Protestors refuse to gloss over Bratton’s legacy

Stephon Johnson | 9/29/2016, 5:51 p.m.
“Working together in partnership in our neighborhood-based policing initiatives, they are forging the way forward in crime fighting and collaboration,” ...
Protestors demonstrate against Bill Bratton's legacy as NYPD Commissioners Stephon Johnson

“Working together in partnership in our neighborhood-based policing initiatives, they are forging the way forward in crime fighting and collaboration,” wrote former New York Police Commissioner Bill Bratton in his resignation letter addressed to Mayor Bill de Blasio.

There are a few people who would dispute the New York Police Department as a whole working with the community.
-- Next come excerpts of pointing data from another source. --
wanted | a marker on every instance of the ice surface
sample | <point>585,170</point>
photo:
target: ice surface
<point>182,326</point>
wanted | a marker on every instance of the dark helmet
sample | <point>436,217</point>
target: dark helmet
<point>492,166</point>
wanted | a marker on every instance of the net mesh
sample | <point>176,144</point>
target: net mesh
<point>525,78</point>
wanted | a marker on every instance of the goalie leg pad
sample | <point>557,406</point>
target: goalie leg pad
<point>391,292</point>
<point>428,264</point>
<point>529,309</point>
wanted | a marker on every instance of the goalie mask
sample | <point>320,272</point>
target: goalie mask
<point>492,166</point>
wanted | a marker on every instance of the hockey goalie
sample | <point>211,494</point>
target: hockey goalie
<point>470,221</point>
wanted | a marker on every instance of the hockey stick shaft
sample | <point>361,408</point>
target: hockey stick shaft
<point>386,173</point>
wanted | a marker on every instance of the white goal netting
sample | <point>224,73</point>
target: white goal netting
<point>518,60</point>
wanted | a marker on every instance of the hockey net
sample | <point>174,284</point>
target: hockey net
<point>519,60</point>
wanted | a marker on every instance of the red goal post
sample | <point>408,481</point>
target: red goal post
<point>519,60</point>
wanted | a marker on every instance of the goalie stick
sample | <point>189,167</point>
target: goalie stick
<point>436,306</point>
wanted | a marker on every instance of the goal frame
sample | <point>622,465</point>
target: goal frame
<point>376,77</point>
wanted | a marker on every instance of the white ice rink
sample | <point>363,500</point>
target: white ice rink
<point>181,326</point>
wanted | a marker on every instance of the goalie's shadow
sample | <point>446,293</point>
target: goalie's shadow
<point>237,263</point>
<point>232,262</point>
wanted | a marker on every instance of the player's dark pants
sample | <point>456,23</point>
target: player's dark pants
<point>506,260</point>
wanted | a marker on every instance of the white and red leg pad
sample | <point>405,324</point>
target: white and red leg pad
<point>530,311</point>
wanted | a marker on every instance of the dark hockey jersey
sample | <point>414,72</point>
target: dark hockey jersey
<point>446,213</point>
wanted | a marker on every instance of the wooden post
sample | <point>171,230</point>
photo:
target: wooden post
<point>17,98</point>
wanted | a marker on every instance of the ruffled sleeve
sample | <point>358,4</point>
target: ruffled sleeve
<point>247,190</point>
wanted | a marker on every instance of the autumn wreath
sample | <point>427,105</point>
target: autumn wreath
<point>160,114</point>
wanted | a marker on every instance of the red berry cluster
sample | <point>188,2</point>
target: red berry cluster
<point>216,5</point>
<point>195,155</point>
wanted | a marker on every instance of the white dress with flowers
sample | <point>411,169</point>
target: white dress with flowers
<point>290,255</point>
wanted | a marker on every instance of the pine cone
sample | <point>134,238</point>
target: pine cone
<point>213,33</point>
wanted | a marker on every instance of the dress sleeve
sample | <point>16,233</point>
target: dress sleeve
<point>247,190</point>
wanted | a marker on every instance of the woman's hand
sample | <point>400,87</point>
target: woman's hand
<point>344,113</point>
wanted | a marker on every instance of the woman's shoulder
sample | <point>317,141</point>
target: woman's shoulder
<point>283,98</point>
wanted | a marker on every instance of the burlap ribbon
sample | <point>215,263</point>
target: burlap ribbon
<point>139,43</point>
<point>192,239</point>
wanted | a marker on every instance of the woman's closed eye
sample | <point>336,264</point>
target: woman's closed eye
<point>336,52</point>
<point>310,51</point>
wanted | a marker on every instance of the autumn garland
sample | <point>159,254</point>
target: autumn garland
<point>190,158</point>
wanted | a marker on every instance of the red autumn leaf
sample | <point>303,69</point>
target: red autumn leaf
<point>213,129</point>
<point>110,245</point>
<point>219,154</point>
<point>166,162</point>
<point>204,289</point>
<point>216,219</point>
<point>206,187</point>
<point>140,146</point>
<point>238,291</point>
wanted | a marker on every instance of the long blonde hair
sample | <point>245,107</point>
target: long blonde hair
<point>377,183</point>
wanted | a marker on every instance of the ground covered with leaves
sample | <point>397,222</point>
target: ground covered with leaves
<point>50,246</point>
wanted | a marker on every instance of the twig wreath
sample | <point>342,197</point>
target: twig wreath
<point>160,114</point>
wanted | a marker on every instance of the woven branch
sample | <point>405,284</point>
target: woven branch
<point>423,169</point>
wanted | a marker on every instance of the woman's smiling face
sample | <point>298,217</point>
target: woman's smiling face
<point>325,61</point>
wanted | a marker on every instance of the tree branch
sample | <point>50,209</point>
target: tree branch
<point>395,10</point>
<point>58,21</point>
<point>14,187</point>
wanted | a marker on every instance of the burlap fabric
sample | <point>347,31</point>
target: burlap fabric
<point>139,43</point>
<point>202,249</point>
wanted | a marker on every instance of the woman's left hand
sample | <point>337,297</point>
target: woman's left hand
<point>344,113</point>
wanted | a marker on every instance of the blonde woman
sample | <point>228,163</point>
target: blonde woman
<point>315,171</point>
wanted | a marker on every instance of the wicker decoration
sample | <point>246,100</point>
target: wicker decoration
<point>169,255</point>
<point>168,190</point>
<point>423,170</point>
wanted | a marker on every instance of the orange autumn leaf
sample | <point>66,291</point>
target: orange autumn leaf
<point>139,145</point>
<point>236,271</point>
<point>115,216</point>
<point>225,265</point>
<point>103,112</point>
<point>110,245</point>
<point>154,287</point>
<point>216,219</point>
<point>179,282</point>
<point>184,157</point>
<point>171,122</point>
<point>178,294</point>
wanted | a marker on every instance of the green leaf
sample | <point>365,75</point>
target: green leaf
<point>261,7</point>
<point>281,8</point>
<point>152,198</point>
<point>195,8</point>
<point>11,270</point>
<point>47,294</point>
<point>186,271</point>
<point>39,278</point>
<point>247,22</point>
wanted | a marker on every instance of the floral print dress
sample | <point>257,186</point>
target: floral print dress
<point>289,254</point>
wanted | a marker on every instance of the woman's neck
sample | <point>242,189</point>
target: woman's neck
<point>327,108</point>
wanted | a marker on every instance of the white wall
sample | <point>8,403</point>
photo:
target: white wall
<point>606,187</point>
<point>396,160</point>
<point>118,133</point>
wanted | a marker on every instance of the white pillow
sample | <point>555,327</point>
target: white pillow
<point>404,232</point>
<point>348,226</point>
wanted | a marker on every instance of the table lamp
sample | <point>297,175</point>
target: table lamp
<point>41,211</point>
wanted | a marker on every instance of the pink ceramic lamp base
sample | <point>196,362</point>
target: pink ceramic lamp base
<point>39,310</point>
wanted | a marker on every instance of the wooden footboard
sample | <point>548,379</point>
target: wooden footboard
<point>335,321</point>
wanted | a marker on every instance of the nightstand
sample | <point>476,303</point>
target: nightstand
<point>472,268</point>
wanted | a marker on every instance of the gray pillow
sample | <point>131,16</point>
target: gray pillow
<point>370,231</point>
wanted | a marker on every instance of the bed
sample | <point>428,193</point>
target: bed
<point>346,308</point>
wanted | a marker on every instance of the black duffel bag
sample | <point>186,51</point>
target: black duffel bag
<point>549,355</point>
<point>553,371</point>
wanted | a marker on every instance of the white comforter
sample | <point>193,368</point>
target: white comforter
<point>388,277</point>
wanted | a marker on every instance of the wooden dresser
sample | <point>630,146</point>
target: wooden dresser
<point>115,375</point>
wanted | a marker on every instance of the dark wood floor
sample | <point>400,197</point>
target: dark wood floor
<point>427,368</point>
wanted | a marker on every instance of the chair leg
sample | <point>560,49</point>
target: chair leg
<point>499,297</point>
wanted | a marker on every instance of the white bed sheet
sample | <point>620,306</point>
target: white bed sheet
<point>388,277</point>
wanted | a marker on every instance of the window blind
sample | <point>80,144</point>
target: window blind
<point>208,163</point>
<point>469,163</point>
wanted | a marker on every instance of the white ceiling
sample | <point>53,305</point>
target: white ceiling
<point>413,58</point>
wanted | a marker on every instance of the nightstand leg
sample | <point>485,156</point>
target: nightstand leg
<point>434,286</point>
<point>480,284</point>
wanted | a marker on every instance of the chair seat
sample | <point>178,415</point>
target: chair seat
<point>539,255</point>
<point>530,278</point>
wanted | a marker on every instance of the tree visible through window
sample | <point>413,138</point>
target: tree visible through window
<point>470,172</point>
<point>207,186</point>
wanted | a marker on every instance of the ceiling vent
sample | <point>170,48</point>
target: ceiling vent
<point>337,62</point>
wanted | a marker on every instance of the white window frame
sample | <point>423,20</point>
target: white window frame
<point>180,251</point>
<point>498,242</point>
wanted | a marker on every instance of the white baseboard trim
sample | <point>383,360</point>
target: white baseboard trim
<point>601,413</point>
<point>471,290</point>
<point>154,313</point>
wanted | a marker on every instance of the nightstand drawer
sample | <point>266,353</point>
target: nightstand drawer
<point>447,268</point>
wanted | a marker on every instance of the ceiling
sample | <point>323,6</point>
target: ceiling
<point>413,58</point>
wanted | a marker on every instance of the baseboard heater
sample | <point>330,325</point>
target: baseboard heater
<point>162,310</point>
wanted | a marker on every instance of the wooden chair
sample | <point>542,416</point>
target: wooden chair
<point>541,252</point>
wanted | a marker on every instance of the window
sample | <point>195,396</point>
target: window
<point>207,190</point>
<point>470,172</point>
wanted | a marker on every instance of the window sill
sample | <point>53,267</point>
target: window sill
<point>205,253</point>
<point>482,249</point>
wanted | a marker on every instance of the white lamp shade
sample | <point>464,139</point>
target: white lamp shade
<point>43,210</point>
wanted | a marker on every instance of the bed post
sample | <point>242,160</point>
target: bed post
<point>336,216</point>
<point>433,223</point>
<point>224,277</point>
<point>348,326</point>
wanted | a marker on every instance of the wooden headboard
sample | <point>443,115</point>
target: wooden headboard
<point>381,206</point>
Last week, Bratton took a victory lap around the five boroughs, concluding with a final walk out of One Police Plaza in Lower Manhattan. Bagpipes, dignitaries, officers, elected officials and pomp and circumstance were a part of the ceremony. However, one group of people were off to the side and separated by a barricade. Their jeers were drowned out by the cheers of those shaking hands with Bratton.

These protestors were the activists, advocates and even city employees who labeled Bratton’s legacy as “poisonous” to Black and Brown New Yorkers.

“Everything has been a spectacle and a [expletive] photo op,” said Josmar Trujillo of the ad hoc group New Yorkers Against Bratton. Trujillo and others stood outside of One Police Plaza as set up began for Bratton’s last event as police commissioner.

“Bratton’s legacy hasn’t only meant New York City,” continued Trujillo. “He was an adviser in Baltimore when they were going through their Broken Windows evolution. He was a paid consultant in Oakland. He was obviously a police consultant in L.A. He has been one of the most influential people in the history of policing. His touch goes everywhere.”

Trujillo also said that activists in New Orleans told him that Bratton had, allegedly, been an adviser there as well.

Bratton’s victory lap isn’t a victory according to many local activists. A public defender, who wished to not be identified, spoke to the crowd and the AmNews about Bratton’s legacy. She also spoke about what she thought new Police Commissioner James O’Neill would bring to the table.

“Summonses were for marijuana, now it’s for jumping the turnstile,” she said. “I have clients who got criminal records ... convictions ... that will stay with them for the rest of their life for $2.75. Not only do they get a criminal record, but I have clients who have served jail time for jumping the turnstile. Thirty days in jail. And the prosecutors ... Cy Vance ... Ken Thompson, who asked for no jail time for Peter Liang, asked that my client serve one year in jail for jumping the turnstile. This isn’t ending with Bratton. His legacy will continue with O’Neill.”

“I’m so happy to see Bratton go, but we have to make sure his policies go,” the public defender continued. “They are decimating communities of color.”

This past summer alone, the AmNews has reported on several pieces of news that found Bratton’s image at odds with what was happening in Black and Brown communities. In August, the AmNews reported on an analysis conducted by the Police Reform Organizing Project. The report concluded that marijuana possession arrests rose almost 30 percent (9.331) in the first six months of this year when compared with the same period in 2015. The PROP report also showed that 90 percent of the NYPD’s marijuana possession arrests in the first six months of 2016 involved New Yorkers of color.